EXTRATRANSMISSION, Kelsey Street Press, 2019
There Are Stories of Machines
A Review of Andrea Abi-Karam’s EXTRATRANSMISSION
“I USED TO WORK IN A LAB WITH RATS FOR A LONG TIME. A MEMORY LAB.”
So opens Andrea Abi-Karam’s first full-length collection of poetry EXTRATRANSMISSION (Kelsey Street Press, 2019). Themes of surveillance, contested subject memory, and the differences between animals recur and transfigure in EXTRATRANSMISSION to mine and undermine the relationships between capitalism, patriarchy, and nationalism. Abi-Karam, who is a self-described “arab-american genderqueer punk poet-performer cyborg,” goes after white nationalism's foot soldiers: cops, patriots, and parasitic technocrats, while searching the system's glitches for an escape. Abi-Karam, who studied with the poet Juliana Spahr at Mills College, published THE AFTERMATH on Commune Editions in 2016.
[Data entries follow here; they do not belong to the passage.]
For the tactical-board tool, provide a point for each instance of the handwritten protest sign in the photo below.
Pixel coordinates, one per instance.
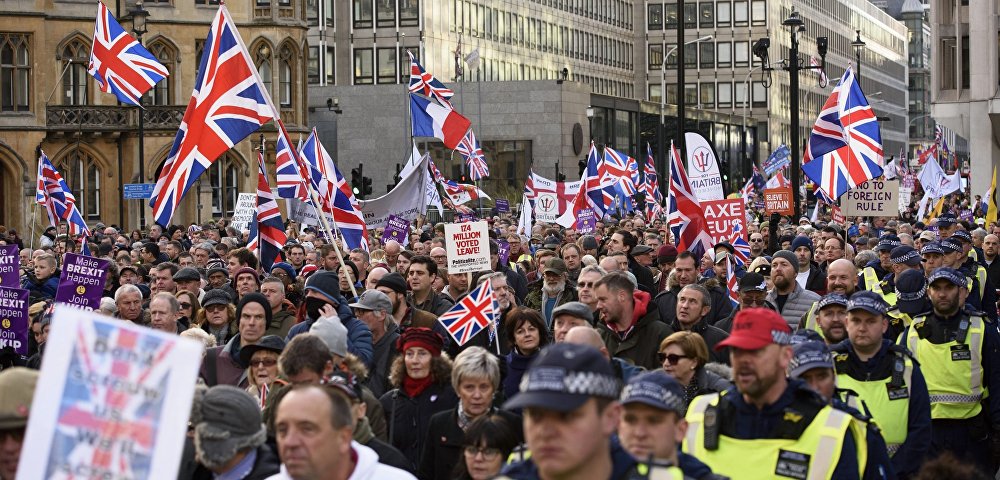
(468, 247)
(10, 266)
(14, 319)
(874, 198)
(722, 215)
(246, 208)
(396, 228)
(81, 282)
(112, 400)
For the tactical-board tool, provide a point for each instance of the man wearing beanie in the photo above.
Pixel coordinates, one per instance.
(323, 298)
(810, 276)
(792, 300)
(222, 365)
(229, 436)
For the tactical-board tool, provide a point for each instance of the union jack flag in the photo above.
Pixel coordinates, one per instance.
(654, 198)
(473, 154)
(475, 312)
(424, 83)
(845, 147)
(54, 195)
(267, 232)
(290, 170)
(119, 63)
(229, 102)
(684, 213)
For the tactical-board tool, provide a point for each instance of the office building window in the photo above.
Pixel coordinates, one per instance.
(364, 66)
(362, 13)
(655, 56)
(77, 54)
(387, 65)
(724, 51)
(723, 14)
(706, 15)
(707, 54)
(654, 16)
(15, 72)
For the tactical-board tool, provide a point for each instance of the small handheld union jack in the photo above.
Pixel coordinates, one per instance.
(476, 311)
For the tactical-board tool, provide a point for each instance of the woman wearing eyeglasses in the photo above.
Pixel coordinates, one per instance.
(685, 356)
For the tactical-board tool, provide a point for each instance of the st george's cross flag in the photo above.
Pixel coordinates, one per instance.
(229, 102)
(845, 147)
(119, 63)
(473, 313)
(267, 232)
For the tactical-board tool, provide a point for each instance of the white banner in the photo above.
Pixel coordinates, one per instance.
(703, 168)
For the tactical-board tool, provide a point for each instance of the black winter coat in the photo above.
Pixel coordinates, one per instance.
(409, 418)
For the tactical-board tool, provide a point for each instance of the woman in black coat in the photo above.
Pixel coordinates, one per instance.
(475, 377)
(421, 377)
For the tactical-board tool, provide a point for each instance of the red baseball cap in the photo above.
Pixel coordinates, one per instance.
(756, 328)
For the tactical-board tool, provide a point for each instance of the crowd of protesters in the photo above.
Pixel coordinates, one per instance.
(615, 355)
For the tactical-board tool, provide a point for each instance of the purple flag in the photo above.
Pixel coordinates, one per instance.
(396, 228)
(503, 206)
(504, 251)
(14, 319)
(81, 283)
(586, 221)
(10, 266)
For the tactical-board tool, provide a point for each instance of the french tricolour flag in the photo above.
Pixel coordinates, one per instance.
(433, 120)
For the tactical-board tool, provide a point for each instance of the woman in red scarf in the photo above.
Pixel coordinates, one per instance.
(422, 380)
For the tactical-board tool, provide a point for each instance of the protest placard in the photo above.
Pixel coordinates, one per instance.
(81, 282)
(876, 198)
(112, 400)
(503, 206)
(779, 199)
(396, 228)
(14, 319)
(10, 266)
(586, 221)
(722, 215)
(468, 247)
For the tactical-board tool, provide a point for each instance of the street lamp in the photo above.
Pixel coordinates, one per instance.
(793, 65)
(138, 15)
(858, 44)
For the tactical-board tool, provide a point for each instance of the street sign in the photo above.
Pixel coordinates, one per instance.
(135, 191)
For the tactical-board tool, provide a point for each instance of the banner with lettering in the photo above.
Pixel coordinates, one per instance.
(112, 400)
(81, 282)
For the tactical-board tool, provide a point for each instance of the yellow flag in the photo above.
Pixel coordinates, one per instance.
(991, 200)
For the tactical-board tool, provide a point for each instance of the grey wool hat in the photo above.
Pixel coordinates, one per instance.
(226, 420)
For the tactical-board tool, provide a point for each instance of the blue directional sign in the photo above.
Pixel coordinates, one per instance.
(139, 190)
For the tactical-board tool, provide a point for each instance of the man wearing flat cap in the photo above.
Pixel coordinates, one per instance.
(959, 352)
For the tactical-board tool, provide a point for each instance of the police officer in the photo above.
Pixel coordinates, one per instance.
(887, 379)
(876, 270)
(652, 423)
(569, 397)
(805, 436)
(958, 351)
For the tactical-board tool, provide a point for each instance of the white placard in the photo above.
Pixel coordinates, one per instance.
(468, 246)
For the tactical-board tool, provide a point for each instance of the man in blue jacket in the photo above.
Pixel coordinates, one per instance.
(323, 288)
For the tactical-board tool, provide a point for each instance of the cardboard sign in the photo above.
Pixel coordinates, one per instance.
(468, 247)
(246, 208)
(81, 283)
(779, 200)
(10, 266)
(503, 206)
(396, 228)
(112, 400)
(722, 215)
(876, 198)
(14, 319)
(586, 222)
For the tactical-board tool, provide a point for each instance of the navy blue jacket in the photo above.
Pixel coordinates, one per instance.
(359, 337)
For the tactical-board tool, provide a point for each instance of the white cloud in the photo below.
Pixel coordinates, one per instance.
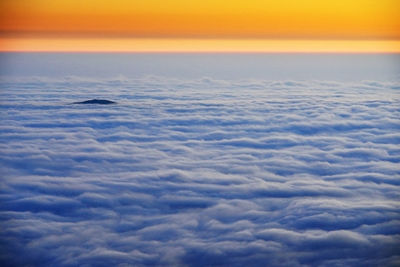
(199, 172)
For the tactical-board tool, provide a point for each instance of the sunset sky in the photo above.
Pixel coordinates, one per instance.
(207, 25)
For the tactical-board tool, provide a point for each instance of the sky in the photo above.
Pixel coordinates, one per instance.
(190, 26)
(236, 158)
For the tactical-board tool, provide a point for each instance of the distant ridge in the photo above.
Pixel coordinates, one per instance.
(96, 101)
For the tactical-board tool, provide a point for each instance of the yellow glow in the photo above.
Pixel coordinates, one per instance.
(197, 45)
(36, 22)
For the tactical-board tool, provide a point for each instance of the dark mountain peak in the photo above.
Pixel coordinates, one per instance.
(96, 101)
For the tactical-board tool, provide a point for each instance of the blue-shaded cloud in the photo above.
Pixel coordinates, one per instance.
(199, 172)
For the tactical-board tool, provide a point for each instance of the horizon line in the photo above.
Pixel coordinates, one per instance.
(174, 45)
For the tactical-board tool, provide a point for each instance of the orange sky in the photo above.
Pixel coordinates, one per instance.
(206, 25)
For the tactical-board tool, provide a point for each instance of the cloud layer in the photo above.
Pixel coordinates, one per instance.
(199, 172)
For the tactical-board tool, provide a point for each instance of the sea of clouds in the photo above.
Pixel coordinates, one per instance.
(199, 172)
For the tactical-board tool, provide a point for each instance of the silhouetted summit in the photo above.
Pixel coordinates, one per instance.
(96, 101)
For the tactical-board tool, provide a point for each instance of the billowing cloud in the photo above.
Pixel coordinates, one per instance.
(199, 172)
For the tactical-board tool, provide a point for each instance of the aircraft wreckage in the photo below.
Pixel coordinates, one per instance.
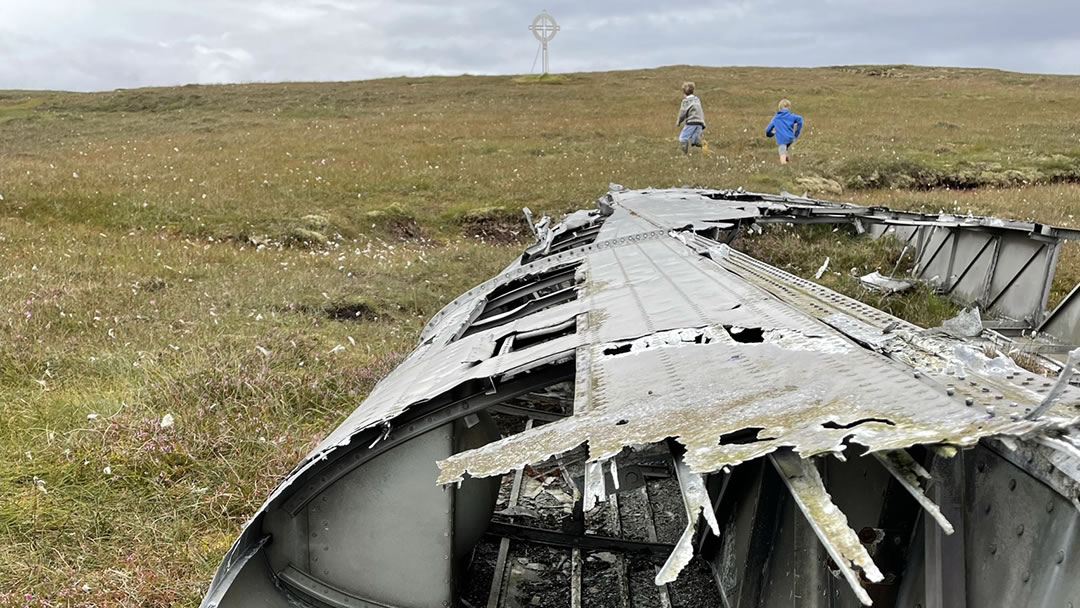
(635, 414)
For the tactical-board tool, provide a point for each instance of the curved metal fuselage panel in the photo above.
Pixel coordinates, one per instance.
(631, 353)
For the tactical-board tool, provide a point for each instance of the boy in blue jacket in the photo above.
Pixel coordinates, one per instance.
(786, 125)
In Terrorist Assemblages: Homonationalism in Queer Times theorist Jasbir Puar, who blurbed EXTRATRANSMISSION, writes, “At this historical juncture, the invocation of the terrorist as a queer, nonnational, perversely racialized other has become part of the normative script of the US war on terror.” Homonationalist biopolitics produces this homophobic and racist othering that marks some queer bodies as being in need of "saving" in the interest of empire, while rendering other queer bodies disposable. Puar's conceptual framing of homonationalism explains a contemporary development where sexually progressive multiculturalism, including the “tolerance” of queer people, is used as a reactionary tool against states and peoples deemed a security threat. For example, Puar writes that the increase in rights for queer citizens in Israel paralleled the increased segregation and subjugation of Palestinian people since the Oslo Accords.
If Puar offers us a theoretical landscape for understanding how queer visibility is instrumentalized by the US war machine, then Abi-Karam’s EXTRATRANSMISSION is a manifesto for ungovernable queers that comes out of that landscape. It is a manifesto for those who would rather be considered criminals in the pursuit of a collective insurgency than be affiliated with the pigs.
In the section titled “KILL COP/KILL BRO” non-linear prose fragments, sometimes in all caps, explore a speculative militancy. The lines come fast and sharp:
kill all the noise bros who move to Brooklyn & tell everyone
desperately that the noise they’re making is the only thing they
believe in. kill all the bro poets. actually you know what, kill all the bros. kill all the power dynamics in the room. kill all the power dynamics in the white room.